The next step is to import **DATGAN** and create an instance of the model. There are no required parameters for the 
model. However, we advise you to set up the basic parameters such as the output folder (`output`), batch size 
(`batch_size`), and the number of epochs (`num_epochs`). 

```python
output_folder = './output/'
batch_size = 558

from datgan import DATGAN

datgan = DATGAN(output=output_folder, batch_size=batch_size, num_epochs=1000)
```

**NOTE**: Setting up a suitable batch size is really important. A batch size too big will make the model crash due to 
memory error while one that is too small will make the model slower to train. Trials and errors are required 
depending on your hardware. In addition, it is good to find a batch size such that `len(df) % batch_size` is as small 
as possible since the last batch of data is dropped if it is smaller than the batch size. 
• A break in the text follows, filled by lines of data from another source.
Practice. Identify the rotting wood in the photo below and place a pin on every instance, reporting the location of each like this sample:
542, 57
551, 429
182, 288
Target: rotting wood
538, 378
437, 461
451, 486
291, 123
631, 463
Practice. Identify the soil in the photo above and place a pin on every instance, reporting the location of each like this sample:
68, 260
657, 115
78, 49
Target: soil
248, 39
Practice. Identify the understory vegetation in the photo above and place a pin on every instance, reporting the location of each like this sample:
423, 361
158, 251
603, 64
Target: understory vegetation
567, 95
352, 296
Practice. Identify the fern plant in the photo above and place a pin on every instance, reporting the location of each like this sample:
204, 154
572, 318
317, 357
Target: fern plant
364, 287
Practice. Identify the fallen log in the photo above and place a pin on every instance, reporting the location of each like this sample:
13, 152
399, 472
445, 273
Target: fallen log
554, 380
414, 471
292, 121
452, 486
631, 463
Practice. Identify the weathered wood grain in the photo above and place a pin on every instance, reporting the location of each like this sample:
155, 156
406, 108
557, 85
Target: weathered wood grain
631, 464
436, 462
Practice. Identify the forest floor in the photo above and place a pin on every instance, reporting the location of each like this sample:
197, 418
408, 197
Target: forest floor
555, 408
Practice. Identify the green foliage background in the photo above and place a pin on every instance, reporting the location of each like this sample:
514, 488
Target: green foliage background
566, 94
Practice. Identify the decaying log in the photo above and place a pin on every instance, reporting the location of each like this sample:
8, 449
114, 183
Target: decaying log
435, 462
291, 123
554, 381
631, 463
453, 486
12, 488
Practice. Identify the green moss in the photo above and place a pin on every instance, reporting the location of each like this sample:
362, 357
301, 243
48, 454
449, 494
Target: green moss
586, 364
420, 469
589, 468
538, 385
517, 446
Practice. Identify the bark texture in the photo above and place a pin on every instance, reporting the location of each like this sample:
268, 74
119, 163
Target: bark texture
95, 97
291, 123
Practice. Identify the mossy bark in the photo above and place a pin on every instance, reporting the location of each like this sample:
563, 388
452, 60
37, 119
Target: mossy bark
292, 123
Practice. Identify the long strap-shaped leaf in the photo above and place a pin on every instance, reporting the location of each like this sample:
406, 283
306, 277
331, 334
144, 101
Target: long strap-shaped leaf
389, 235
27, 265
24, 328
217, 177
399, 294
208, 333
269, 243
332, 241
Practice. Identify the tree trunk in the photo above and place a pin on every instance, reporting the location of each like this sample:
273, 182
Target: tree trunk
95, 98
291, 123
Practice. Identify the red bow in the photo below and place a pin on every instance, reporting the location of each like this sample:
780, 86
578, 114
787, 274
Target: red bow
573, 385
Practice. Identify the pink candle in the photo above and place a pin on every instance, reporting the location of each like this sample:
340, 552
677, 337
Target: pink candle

### 4. Preprocess the data (optional)

The fourth step consists in preprocessing the data. This step is optional since it is automatically done in the next 
step if skipped right now. We propose to do the preprocessing in advance because it usually takes a bit of time. And if 
you want to try multiple parameters with the **DATGAN**, you do not have to preprocess the data every time. Therefore, 
it is possible to do it before fitting the model and saving it somewhere. 

```python
datgan.preprocess(df, data_info, preprocessed_data_path='./encoded_data')
```

### 5. Fit the model
Once you have a **DATGAN** instance, you can call the method `fit` and passing the following parameters:
- `data`: the original DataFrame
- `graph`: the `networkx` DAG
- `continuous_columns`: the list of continuous columns
- `preprocessed_data_path`: the path to the preprocessed data if done in Step 4 or the path where to save them.
```python
datgan.fit(df, graph, data_info, preprocessed_data_path='./encoded_data')
```

### 6. Sample new data
Once the model has been fitted, you can generate new synthetic data by calling the function `sample`. You have to 
provide the desired number of samples.
```python
samples = datgan.sample(len(df))
samples.to_csv('./data/CMAP_synthetic.csv', index=False)
```

### 7. Save and load a model

In the steps above we saw that the fitting process can take a lot of time, so we probably would
like to avoid having to fit every we want to generate samples. We advise the use to save checkpoints of the model while
it is training. However, if you do not want to do that, the model will always save the latest checkpoint once it has
finished training. You can, thus, load it at any time afterwards.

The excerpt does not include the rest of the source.